Most people have forgotten, but the Yurho brothers (Stinky, Pinball, and Coffee) used to go on some long drinking sprees.

On this one in particular, they picked up Yank, their cousin, and the four of them  headed for Smut’s Bar in Boatville, where they started this particular binge. It was February, below zero out, so of course the weather was the primary topic of conversation.

“Cold out.”

“Yah.”

“Gonna be cold.”

“Yah.”

“Gimme another beer.”

Along about two in the afternoon, they decided on a change of scene, so the four of them crowded into the old Ford pickup truck parked outside and they headed for the Powerhouse in Bluffton.
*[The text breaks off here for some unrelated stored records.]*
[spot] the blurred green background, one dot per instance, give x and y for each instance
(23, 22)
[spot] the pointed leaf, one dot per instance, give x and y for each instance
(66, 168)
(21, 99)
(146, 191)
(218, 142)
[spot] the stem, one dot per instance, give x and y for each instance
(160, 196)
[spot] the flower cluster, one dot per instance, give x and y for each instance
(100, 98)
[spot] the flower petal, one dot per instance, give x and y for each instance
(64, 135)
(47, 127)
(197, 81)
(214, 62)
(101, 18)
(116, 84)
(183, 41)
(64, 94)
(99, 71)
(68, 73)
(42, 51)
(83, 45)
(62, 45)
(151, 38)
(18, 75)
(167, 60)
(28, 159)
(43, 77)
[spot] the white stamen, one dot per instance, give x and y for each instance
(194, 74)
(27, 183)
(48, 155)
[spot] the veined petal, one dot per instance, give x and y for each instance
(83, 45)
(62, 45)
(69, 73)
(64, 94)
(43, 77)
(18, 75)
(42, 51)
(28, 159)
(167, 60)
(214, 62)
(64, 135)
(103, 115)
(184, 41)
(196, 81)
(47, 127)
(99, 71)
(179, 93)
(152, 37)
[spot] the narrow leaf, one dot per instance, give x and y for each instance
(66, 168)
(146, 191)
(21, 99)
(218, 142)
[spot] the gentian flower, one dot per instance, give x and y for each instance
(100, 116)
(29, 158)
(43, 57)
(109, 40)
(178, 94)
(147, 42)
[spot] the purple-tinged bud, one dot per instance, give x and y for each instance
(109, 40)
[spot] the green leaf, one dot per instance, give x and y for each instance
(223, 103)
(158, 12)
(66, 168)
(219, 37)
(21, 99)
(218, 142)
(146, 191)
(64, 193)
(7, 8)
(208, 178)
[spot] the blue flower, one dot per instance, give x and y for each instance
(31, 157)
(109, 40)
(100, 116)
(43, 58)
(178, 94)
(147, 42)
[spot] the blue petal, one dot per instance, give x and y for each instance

Wasn’t much happening there, so about supper time, they loaded up and headed for Grandpa’s Bar down by Middle Leaf Lake.

“Get out, Yank,” Coffee said to his cousin, who was sitting kind of slumped over by the door. Yank didn’t reply.
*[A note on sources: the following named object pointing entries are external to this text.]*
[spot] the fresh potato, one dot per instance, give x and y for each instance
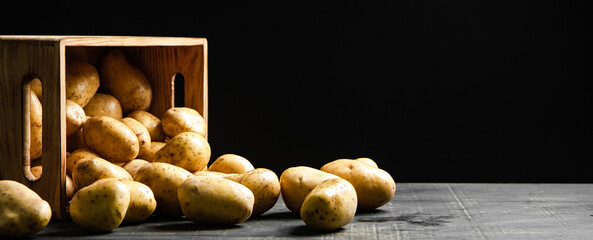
(104, 105)
(70, 188)
(297, 182)
(150, 152)
(36, 87)
(263, 183)
(36, 119)
(374, 186)
(330, 205)
(182, 119)
(75, 141)
(125, 82)
(142, 202)
(212, 174)
(141, 133)
(231, 163)
(368, 161)
(89, 170)
(188, 150)
(22, 211)
(101, 206)
(110, 138)
(151, 122)
(76, 156)
(215, 201)
(133, 166)
(75, 117)
(82, 82)
(164, 179)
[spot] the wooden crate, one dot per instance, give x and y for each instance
(23, 58)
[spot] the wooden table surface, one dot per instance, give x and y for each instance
(418, 211)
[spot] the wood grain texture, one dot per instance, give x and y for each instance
(21, 60)
(25, 57)
(418, 211)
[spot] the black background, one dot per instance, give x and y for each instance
(434, 91)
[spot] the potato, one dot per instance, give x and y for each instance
(374, 186)
(76, 156)
(36, 119)
(101, 206)
(75, 141)
(89, 170)
(133, 166)
(141, 133)
(182, 119)
(297, 182)
(215, 201)
(104, 105)
(75, 117)
(231, 163)
(150, 152)
(36, 87)
(125, 82)
(110, 138)
(368, 161)
(265, 186)
(22, 211)
(151, 122)
(70, 188)
(331, 205)
(142, 202)
(82, 82)
(212, 174)
(164, 179)
(188, 150)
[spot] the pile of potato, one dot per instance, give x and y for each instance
(125, 164)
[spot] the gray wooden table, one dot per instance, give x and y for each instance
(418, 211)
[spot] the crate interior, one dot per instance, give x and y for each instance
(176, 73)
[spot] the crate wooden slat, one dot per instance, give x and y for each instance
(25, 57)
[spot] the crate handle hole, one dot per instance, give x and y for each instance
(178, 88)
(32, 104)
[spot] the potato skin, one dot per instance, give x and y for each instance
(215, 201)
(297, 182)
(141, 133)
(330, 205)
(263, 183)
(101, 206)
(110, 138)
(142, 202)
(133, 166)
(150, 152)
(103, 105)
(82, 82)
(374, 186)
(151, 122)
(231, 163)
(125, 82)
(89, 170)
(188, 150)
(22, 211)
(76, 156)
(164, 179)
(75, 117)
(182, 119)
(36, 118)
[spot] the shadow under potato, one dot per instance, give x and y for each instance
(191, 226)
(304, 231)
“Must be napping,” Stinky, who was driving, said, so they all slid out his way, and traipsed into Grandpa’s to see if the beer was as good there.

“Cold out.”

“Yah.”

And so forth. After about an hour, they began to think Yank had been sleeping long enough, so Coffee went out to wake him up. Coffee came back in shortly.

“Yank’s dead,” Coffee drunkenly whispered to the other two.

“Cold out.” 

“Yah.”

“No,” Coffee repeated, “he’s dead.”

“He’s what?” asked Stinky.

“He’s dead,” replied Coffee, adding, “and I couldn’t wake him up.”
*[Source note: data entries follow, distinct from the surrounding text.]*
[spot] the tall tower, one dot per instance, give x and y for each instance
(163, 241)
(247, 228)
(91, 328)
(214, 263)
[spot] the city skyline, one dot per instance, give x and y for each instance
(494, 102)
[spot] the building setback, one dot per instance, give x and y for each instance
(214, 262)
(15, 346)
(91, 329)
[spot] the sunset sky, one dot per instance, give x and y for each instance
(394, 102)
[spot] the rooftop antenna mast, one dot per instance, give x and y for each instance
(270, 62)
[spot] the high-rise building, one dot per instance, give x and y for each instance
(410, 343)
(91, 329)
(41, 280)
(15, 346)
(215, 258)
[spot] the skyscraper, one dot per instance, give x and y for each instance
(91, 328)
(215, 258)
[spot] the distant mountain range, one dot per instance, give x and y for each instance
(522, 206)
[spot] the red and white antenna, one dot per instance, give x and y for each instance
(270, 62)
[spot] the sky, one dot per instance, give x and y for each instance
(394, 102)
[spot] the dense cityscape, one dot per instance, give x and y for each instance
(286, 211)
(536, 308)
They let all this soak in a while, and then Pinball said: “Four beers here, one for our cousin Yank.” And they began to drink to Yank.

“A great story teller.” So they drank to his storytelling.

“Great fisherman.” They drank to that. They found lots of good qualities. “His wife’s gonna miss him.” So they drank to that.

Along about supper time, they crowded back into the truck through the driver’s side door and, with Yank over against the passenger door, headed for the Three-Two bar in Boatville, which had great hamburgers.  They pulled up outside in the alley.

“We can’t leave Yank out here by himself,” Pinball said, so after a bit of discussion, and what with Yank being by now frozen into a sitting position, they pulled his baseball cap down over his eyes and carried him in the back door and parked him in the corner of the end booth.

“Four beers down here,” Stinky hollered, and they went back to celebrating all the qualities their cousin had, and a few he didn’t.

“What’ll he have,” asked Lois, as she pointed at Yank.

“Something cold,” burped Coffee.

Several people came up to talk to them, but it was dark enough that they just figured Yank was napping, getting his strength up. This was, after all, the first day of this particular binge. Keeping up with the Yurhos was hard work.

“Let’s go ice fishing,” Pinball said after supper, so they picked up Yank again, tucked him back in the truck, and headed out to Big Pine, where they had a nice spear house set, and more beer. They set Yank over in the corner of the spear house, pulled the half empty beer out of his frozen hand, put in a fresh one, lit up the stove, and went back to swallowing.

When the sun came up, they went to put Yank back in the truck, but it turned out he’d frozen down to the wood bench, and they couldn’t get him loose, no matter how hard they tried. “Let’s go to town for breakfast and more beer, and come back.”

“OK.”

While they were gone, the sun came up, Yank thawed off the seat, and he fell into the spear hole. When the boys came back and walked across the frozen lake up to the house, Coffee happened to look down through the ice and saw cousin Yank staring back up at him.

“Uff-da!”

“Look, there’s cousin Yank.”

 “And he ain’t dropped his beer.” A bottle of Bud was visible in his hand.

“Cousin Yank always could hold his beer.”

“Cousin Yank is turning out to be a pain in the butt,” said Stinky. “This is gonna screw up the fishing,” said Pinball, as he tried to fire up a chain saw to cut a hole big enough to fish him out. In the meantime, Belkula, the youngest brother, drove out to the ice and said that Yank’s wife was looking for him.

“Well,” giggled Pinball, “there he is,” and pointed down through the ice. They were all so drunk they couldn’t get the chainsaw going, and the three of them were slipping around and laughing and carrying on. Since it was the Yurhos, everyone else stayed far away from them.

Belkula, used to this behavior, went back home. Wasn’t his problem, plus cousin Yank owed him ten bucks. Let him figure this out.

By the time they got the saw going, cousin Yank had swum off ten feet.

“He’s gettin’ away,” one of them said.

They cut three more four-foot-square holes before finally estimating his drift and cutting one far enough away that they could snag him with a gaff when he popped up in it.

“Now what’ll we do with him?”

Folks later wondered why Yank was in the truck two more days while the rest of them hit every bar within forty miles.

When asked, one of them would reply, “Dead drunk.”

Eventually, they took Yank to the funeral home.

They all agreed: It was a great time.